Why booze prices are about to skyrocket: Australian-first legislation will set a minimum price for alcohol to help fight drunken violence
- NT is expected to pass a legislation on floor price for alcohol today
- The floor price will be $1.30 per standard drink, meaning prices will increase
- NT residents are the nation’s biggest drinkers, more likely to end up in hospital
- The legislation is expected to reduce-alcohol related harm in the area
Northern Territory drinkers will have to dig deeper into their pockets to buy booze under new legislation setting a minimum price for alcohol.
The legislation, which is expected to pass Wednesday, will set floor price of $1.30 per standard drink from October.
This means bottles of wine in the NT – which have about seven units – could not be sold for below about $9.
The extra money from the legislation change will go to the vendors, NT news reported.
Other states could follow suit in a bid to reduce-alcohol related harm.
The legislation means bottles of wine in the NT – which have about seven units – could not be sold for below about $9.
The NT’s residents are the nation’s biggest drinkers and more likely to end up in hospital from related risky behaviour, according to the Australian Institute of Health and Welfare.
Trevor Riley’s review recommended a floor price of $1.50.
The legislation is expected to reduce-alcohol related injuries, Attorney-General Natasha Flyers said.
She has said there was evidence from Canadian provinces with a floor price that it reduced alcohol-fuelled hospitalisations.
Member for Araluen and former deputy chief minister Robyn Lambley said the plan to put a floor price on alcohol was a waste of time and would create a ‘nanny state’.
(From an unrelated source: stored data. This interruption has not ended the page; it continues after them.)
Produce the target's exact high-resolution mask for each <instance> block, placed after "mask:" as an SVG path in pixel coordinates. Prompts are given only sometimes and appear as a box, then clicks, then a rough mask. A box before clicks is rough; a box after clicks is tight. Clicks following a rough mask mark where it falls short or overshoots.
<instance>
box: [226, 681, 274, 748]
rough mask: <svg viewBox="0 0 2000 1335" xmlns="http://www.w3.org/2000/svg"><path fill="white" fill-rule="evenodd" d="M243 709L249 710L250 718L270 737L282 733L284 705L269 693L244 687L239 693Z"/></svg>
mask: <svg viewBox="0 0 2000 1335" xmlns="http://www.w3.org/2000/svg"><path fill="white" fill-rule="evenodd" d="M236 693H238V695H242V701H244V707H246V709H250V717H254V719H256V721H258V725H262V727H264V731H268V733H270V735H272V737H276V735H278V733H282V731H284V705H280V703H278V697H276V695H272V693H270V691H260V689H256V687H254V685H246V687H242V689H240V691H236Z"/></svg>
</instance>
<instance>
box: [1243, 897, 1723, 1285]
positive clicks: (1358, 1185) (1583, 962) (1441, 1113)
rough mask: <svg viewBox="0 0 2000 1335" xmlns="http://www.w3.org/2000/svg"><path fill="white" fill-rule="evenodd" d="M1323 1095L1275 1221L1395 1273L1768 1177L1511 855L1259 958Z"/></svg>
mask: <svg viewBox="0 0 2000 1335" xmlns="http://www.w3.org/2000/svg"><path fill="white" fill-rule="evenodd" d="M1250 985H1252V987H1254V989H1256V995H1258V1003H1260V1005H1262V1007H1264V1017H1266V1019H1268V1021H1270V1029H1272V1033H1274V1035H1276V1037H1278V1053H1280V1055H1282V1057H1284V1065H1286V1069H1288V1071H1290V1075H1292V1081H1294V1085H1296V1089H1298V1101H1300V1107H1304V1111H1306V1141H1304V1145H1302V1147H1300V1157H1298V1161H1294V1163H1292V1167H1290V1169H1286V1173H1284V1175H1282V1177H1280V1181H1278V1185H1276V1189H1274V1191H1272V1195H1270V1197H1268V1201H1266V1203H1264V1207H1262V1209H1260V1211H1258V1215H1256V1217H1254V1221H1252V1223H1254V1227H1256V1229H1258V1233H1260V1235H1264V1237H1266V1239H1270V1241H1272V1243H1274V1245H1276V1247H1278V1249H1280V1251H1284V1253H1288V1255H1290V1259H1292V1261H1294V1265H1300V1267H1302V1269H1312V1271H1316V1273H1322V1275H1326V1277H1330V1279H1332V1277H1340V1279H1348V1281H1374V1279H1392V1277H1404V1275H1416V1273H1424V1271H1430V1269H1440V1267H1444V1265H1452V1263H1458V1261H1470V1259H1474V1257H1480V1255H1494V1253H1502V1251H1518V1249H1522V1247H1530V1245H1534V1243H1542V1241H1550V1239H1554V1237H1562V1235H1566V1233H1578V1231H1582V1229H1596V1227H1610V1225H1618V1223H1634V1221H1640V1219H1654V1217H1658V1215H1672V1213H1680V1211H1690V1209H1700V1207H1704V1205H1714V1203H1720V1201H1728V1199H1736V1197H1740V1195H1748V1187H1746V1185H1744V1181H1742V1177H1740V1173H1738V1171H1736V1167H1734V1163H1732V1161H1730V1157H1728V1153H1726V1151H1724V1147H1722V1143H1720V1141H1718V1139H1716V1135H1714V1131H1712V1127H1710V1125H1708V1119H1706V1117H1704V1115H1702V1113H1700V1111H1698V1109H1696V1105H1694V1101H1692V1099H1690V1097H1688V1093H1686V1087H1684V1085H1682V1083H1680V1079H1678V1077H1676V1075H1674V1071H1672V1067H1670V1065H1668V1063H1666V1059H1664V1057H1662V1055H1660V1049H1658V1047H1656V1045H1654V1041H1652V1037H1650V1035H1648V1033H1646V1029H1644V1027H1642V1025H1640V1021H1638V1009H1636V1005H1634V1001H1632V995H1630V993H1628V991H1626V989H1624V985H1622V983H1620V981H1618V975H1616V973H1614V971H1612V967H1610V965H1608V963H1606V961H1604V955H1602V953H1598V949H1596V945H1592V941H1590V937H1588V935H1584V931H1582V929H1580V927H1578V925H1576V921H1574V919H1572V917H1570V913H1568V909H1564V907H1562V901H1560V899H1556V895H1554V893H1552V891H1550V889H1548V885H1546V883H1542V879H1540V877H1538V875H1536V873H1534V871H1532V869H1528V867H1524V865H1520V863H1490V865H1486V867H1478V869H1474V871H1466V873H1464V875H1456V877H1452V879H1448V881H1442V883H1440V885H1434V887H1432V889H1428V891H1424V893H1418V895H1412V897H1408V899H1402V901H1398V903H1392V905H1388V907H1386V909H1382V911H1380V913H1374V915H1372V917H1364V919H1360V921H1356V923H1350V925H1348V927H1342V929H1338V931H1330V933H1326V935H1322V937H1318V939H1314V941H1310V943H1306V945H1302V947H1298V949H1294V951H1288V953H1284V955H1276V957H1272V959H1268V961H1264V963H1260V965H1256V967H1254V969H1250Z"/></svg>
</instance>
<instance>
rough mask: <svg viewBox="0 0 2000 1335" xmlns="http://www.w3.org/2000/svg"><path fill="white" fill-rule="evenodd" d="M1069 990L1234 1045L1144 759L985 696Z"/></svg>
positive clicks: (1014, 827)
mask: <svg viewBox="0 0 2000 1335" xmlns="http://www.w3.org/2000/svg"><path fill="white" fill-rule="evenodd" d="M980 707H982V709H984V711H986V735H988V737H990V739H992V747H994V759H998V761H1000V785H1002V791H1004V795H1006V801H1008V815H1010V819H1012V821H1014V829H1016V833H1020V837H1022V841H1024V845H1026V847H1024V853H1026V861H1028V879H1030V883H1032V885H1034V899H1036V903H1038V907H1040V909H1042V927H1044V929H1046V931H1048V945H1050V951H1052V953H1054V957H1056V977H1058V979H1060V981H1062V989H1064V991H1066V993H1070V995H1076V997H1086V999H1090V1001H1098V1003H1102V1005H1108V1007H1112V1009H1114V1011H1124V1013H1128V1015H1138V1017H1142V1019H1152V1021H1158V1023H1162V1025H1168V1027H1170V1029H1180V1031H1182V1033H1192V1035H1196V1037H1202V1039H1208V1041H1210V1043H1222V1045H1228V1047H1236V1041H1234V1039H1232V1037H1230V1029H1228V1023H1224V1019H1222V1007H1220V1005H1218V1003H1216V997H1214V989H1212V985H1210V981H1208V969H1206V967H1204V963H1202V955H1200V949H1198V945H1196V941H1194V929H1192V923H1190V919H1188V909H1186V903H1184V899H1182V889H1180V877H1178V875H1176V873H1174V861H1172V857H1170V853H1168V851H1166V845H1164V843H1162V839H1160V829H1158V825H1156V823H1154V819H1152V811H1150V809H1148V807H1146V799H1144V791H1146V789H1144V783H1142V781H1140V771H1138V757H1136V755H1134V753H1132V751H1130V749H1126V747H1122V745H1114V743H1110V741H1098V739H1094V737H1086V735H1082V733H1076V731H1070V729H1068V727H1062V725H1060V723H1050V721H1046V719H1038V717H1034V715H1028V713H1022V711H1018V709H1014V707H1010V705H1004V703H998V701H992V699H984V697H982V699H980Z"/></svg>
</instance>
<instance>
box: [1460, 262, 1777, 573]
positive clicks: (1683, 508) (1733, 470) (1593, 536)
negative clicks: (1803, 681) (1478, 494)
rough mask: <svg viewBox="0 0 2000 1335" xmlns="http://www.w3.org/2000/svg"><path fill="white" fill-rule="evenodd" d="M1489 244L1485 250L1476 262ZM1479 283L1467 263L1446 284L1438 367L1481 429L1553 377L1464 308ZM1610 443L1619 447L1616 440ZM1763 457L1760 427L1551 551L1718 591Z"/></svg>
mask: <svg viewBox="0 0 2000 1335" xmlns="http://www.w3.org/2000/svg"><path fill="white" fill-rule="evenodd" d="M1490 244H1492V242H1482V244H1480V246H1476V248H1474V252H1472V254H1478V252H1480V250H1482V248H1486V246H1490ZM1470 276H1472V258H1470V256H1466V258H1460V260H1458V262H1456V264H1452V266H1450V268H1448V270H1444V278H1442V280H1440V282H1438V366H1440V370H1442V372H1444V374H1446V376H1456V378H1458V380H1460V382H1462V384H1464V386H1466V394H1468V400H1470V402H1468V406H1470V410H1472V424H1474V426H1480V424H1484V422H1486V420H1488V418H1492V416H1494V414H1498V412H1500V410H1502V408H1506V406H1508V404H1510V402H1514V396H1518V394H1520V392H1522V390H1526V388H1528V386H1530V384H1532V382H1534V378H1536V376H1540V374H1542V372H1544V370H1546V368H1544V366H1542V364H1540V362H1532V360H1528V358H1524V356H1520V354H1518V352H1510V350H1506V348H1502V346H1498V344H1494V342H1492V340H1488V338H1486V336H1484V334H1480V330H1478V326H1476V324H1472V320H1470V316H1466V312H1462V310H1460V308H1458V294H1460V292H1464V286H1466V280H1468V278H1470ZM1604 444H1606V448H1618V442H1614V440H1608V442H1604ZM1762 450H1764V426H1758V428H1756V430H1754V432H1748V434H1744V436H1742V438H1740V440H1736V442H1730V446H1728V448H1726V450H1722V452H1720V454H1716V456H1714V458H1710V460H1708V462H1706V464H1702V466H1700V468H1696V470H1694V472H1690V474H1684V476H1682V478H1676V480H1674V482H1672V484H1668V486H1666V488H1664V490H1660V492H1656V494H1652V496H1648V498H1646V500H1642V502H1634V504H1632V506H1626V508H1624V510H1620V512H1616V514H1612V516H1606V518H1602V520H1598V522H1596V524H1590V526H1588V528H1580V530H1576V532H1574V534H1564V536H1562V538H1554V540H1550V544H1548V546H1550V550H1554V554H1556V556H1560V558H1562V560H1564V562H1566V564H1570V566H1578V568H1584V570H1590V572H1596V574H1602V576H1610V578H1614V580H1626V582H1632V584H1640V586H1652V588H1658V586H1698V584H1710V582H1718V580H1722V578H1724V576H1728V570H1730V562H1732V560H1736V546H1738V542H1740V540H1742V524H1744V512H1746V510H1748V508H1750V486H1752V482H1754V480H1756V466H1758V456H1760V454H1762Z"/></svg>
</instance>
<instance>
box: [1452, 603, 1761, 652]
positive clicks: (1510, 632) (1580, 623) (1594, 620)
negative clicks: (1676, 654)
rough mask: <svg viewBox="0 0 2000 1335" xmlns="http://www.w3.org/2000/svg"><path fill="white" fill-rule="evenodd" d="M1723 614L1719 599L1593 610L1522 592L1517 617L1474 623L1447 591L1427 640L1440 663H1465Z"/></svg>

She told SBS News that takeaway liquor outlets in Alice Springs had voluntarily agreed for many years not to sell alcohol below a certain price but it had not stopped anyone drinking.
The NT’s residents are the nation’s biggest drinkers and more likely to end up in hospital from related risky behaviour, according to the Australian Institute of Health and Welfare
‘I don’t believe in social control and this is a great example of a government policy that is intended to control all of us and how we drink and I don’t believe for a minute it will succeed,’ she said.
The price hike comes off a new Bloomberg study that revealed Australia as one of the top most three expensive places to buy alcohol, cigarettes and drugs.